While the student searches for a new research topic, a PDF of this exact article is sitting in our “MEDLINE with Full Text” database ready for them to download.  We’ve already paid for the content, just not through the journal website. Our current access to this journal is via a different platform.

In library instruction sessions we try to teach students to go through the library homepage to check on journal access, but it isn’t always the most intuitive thing to do.  And some students can go their entire undergraduate careers without seeing a librarian in their classes.  We also teach them to use special links we put into databases that will guide them through the library system (we call ours “Get It,” the generic term is OpenURL), but the databases don’t always help us out here.  Some databases provide direct-to-publisher links which, as we’ve seen, don’t always lead to the content.

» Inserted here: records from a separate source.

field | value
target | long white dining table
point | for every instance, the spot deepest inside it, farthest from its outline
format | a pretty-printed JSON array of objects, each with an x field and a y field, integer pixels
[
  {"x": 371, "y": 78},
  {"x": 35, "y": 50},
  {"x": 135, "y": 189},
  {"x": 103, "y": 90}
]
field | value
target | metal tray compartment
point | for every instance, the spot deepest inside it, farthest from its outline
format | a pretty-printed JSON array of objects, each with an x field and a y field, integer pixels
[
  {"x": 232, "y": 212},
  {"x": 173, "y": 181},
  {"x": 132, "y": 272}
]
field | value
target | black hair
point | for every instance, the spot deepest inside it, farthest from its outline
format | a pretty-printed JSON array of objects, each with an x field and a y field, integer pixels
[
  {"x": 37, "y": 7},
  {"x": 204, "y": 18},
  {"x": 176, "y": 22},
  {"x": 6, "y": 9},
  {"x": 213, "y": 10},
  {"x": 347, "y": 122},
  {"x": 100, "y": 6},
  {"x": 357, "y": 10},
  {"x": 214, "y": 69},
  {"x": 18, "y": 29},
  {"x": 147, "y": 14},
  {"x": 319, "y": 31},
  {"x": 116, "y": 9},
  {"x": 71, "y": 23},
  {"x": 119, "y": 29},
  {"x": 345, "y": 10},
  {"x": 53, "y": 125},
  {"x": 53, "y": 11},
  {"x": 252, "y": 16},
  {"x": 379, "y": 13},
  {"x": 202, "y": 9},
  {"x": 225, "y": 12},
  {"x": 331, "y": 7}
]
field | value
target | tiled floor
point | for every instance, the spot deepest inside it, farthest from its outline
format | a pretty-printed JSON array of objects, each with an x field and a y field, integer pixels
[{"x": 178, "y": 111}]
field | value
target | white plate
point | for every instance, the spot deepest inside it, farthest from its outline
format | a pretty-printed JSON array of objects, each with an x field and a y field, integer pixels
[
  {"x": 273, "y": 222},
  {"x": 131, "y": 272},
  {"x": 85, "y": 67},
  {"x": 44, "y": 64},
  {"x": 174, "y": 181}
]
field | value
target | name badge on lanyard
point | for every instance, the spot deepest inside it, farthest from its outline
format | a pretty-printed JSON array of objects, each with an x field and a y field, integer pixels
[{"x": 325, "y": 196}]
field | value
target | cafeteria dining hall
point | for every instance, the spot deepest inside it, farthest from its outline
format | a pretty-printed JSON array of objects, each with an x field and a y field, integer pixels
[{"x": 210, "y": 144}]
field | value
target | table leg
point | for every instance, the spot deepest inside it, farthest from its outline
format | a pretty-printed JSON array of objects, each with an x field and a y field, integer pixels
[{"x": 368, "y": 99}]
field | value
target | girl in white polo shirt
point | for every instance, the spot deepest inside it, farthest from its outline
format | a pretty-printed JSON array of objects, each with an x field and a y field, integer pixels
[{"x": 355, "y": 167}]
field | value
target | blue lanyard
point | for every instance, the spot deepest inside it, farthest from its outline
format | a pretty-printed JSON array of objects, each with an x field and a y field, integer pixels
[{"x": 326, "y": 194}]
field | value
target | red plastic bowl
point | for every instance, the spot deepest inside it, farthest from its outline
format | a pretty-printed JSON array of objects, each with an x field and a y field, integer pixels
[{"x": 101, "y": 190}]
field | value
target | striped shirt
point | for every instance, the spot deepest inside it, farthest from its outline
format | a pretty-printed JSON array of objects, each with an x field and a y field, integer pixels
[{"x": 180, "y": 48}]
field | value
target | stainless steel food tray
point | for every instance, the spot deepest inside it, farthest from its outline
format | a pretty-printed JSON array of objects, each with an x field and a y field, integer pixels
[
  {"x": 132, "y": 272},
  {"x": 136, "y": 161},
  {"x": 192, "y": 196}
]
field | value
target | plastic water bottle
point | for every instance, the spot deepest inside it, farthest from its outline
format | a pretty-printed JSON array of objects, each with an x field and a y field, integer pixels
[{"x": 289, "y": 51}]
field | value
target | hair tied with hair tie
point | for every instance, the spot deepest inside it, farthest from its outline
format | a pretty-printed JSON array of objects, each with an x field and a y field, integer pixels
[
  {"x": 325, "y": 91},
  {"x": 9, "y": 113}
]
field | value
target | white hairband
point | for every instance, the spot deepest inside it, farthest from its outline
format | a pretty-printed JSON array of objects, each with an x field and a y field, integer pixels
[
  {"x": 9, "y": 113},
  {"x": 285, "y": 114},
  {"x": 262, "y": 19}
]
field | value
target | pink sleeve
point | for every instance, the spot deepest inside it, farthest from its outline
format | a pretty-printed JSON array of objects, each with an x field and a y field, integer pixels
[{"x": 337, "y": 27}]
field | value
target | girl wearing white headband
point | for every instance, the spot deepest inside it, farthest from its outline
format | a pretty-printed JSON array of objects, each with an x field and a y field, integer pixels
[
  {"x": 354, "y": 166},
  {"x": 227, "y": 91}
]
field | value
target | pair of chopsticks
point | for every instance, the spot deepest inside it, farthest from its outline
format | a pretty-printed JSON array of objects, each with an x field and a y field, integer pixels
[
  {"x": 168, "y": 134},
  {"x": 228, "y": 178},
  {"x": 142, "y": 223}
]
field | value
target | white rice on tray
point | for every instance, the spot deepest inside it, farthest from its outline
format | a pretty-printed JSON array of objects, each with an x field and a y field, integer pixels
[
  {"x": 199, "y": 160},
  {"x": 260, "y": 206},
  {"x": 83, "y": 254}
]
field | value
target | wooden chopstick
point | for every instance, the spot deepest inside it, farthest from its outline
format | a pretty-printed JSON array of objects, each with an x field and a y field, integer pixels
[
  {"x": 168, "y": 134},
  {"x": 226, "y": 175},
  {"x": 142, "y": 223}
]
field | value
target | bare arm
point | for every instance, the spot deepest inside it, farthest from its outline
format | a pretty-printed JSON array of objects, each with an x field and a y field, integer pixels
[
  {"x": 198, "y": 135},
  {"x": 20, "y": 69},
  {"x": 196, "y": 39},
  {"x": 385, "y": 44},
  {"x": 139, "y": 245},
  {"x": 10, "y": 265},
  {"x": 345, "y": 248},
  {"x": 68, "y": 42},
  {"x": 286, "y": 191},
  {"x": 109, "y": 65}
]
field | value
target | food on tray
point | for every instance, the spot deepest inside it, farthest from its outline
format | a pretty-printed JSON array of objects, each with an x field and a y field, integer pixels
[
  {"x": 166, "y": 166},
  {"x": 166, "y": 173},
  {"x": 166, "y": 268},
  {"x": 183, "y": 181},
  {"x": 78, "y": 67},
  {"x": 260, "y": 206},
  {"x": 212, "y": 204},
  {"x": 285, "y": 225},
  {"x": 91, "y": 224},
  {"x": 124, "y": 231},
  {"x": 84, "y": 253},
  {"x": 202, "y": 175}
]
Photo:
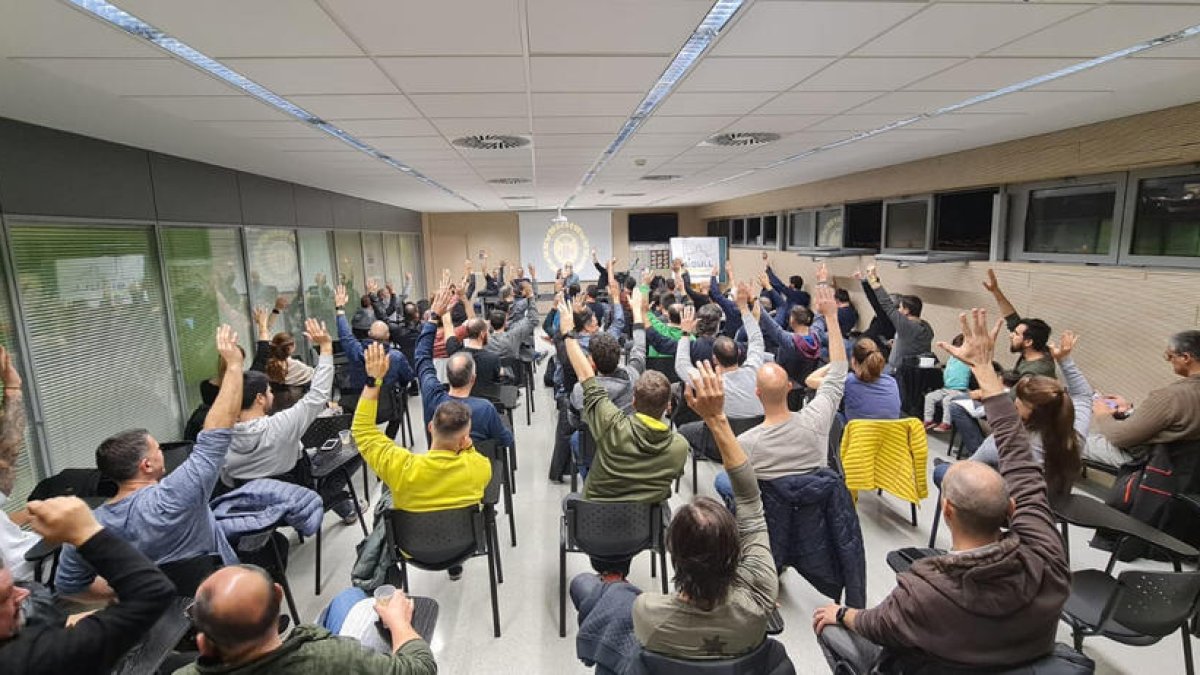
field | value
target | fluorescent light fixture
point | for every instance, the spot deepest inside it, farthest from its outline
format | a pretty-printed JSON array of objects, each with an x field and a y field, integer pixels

Is this confusing?  Yes.  Could it be simpler?  Yes, but it would require a complete rethinking of the whole scholarly communication system.  Open access, anyone?

Author Order

One of the parlor tricks I occasionally do in an information literacy class is to the guess the name of a researcher’s PhD adviser, and sometimes their Post Doc adviser, simply by looking at a list of their publications.  This is most impressive when the researcher in question is the faculty member I’m working with and can confirm or deny my guess.

Students are usually impressed, but it isn’t difficult: you just need to know a little something about the meaning behind the order of author names.

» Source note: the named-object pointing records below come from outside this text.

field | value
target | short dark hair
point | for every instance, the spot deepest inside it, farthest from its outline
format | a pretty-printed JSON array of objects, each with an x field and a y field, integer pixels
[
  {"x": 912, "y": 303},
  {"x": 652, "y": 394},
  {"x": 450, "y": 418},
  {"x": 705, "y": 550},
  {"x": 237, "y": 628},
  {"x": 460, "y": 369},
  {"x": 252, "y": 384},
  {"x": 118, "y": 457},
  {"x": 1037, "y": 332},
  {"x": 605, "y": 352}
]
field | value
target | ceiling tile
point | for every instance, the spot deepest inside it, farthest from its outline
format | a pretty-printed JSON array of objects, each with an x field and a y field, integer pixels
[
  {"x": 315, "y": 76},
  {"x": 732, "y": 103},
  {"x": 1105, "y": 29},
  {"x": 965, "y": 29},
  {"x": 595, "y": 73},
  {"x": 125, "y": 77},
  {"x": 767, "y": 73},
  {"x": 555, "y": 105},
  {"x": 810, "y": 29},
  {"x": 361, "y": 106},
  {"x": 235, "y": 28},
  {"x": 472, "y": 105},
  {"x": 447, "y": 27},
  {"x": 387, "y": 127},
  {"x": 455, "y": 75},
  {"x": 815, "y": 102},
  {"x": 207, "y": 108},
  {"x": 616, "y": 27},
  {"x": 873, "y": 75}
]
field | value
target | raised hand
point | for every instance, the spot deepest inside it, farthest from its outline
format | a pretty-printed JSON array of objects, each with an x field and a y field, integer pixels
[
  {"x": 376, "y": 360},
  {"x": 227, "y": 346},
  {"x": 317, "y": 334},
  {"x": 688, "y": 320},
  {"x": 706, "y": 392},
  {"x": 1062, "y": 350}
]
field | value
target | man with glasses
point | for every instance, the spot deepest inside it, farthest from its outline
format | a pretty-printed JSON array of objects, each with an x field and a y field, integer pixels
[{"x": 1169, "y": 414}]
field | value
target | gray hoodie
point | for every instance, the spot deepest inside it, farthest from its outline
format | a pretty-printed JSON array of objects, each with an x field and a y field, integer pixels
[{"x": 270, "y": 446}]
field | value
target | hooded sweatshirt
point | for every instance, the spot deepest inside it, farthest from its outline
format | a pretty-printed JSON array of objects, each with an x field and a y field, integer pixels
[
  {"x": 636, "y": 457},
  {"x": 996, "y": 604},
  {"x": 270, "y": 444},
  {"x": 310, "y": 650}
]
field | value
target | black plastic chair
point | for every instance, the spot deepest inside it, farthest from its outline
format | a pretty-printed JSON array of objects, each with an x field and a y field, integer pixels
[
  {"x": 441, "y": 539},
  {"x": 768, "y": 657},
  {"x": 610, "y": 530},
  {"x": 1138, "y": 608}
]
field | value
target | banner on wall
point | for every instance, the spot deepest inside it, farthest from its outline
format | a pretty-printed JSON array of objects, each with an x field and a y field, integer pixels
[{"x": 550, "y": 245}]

Scientific publications are rarely authored by just one person. More often, they have 3-6 authors, and sometimes many more, depending on the field. Publications in high energy physics and genetics can sometimes have hundreds of authors: the record (as far as I can tell) is an article related to the installation of the particle accelerator at CERN that lists the group as a lead author and almost 3,000 co-authors.

My colleagues in the humanities sometime have trouble understanding how so many people could be the author of a paper – they equate authorship with actual typing and writing of words.  But in the sciences, the words aren’t the primary result – it’s the data, discoveries and conclusions that are important.  As a result, scientific publications encourage contributors to list as authors anyone who made a significant contribution to the work.

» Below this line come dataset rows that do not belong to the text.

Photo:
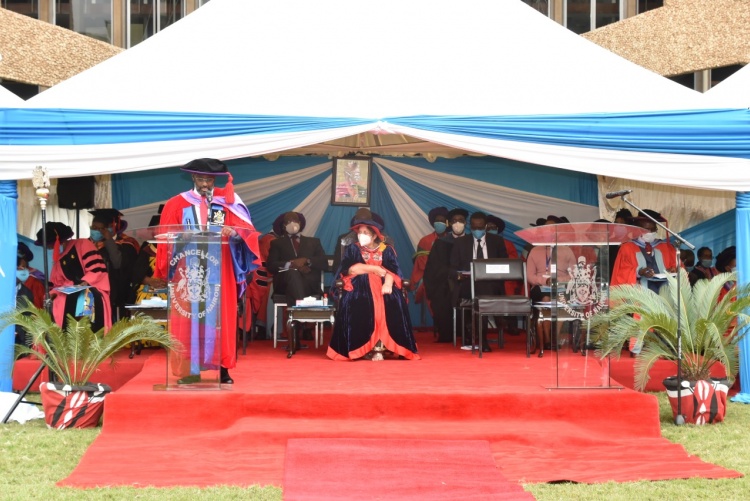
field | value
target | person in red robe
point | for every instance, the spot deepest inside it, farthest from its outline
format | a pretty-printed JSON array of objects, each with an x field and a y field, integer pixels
[
  {"x": 77, "y": 263},
  {"x": 438, "y": 218},
  {"x": 640, "y": 261},
  {"x": 29, "y": 281},
  {"x": 207, "y": 206},
  {"x": 372, "y": 310}
]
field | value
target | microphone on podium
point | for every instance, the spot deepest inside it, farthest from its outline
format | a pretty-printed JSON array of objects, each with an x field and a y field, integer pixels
[{"x": 616, "y": 194}]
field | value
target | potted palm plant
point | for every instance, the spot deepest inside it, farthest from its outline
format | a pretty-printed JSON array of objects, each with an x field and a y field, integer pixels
[
  {"x": 711, "y": 322},
  {"x": 73, "y": 355}
]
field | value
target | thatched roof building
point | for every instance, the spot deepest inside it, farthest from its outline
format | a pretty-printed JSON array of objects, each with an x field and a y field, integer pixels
[
  {"x": 39, "y": 53},
  {"x": 682, "y": 37}
]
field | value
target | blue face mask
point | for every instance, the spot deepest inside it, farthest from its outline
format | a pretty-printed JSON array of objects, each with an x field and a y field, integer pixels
[{"x": 478, "y": 233}]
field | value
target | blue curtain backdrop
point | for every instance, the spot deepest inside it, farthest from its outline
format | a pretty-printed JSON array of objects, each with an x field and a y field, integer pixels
[
  {"x": 743, "y": 269},
  {"x": 716, "y": 233},
  {"x": 698, "y": 132},
  {"x": 8, "y": 244}
]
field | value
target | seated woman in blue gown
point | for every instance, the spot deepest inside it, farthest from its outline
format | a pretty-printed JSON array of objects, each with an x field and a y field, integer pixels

The definition of “significant contribution” can vary by field, however, and it isn’t unheard of to see authors who only made a nominal contribution.  In some places it was customary to add the department chair or lab PI as an author, even if he or she knew nothing about the work (see this 2006 article in Nature.)  Some journals are attempting to get a better handle on this by asking contributors for a list of credits, who did what (see this example).  And the medical community has outlined specific criteria for inclusion as an author.

Because of the quantity of authors, some thought has to go into how they will be ordered on the publication. The first author is typically the person who contributed the most to the publication, including carrying out the research and writing up the report.  After that, it can get a bit tricky.

In order to combat the trickiness, various disciplines have evolved strategies to keep the peace.  In some disciplines, additional authors are listed alphabetically.  In others, authorship goes in order of who made the biggest contribution.  Sometimes, the person who contributed the most (after the lead author) will go in second place, sometimes in last place.

In cases where author order is determined by the relative amount of an individuals contribution, disagreements, and even arguments can sometimes result.  You can actually download software that aims to help establish the correct author order.

I sometimes discuss author order in upper level classes.  If a researcher understands how this works, their ability to search for additional relevant publications by author goes up.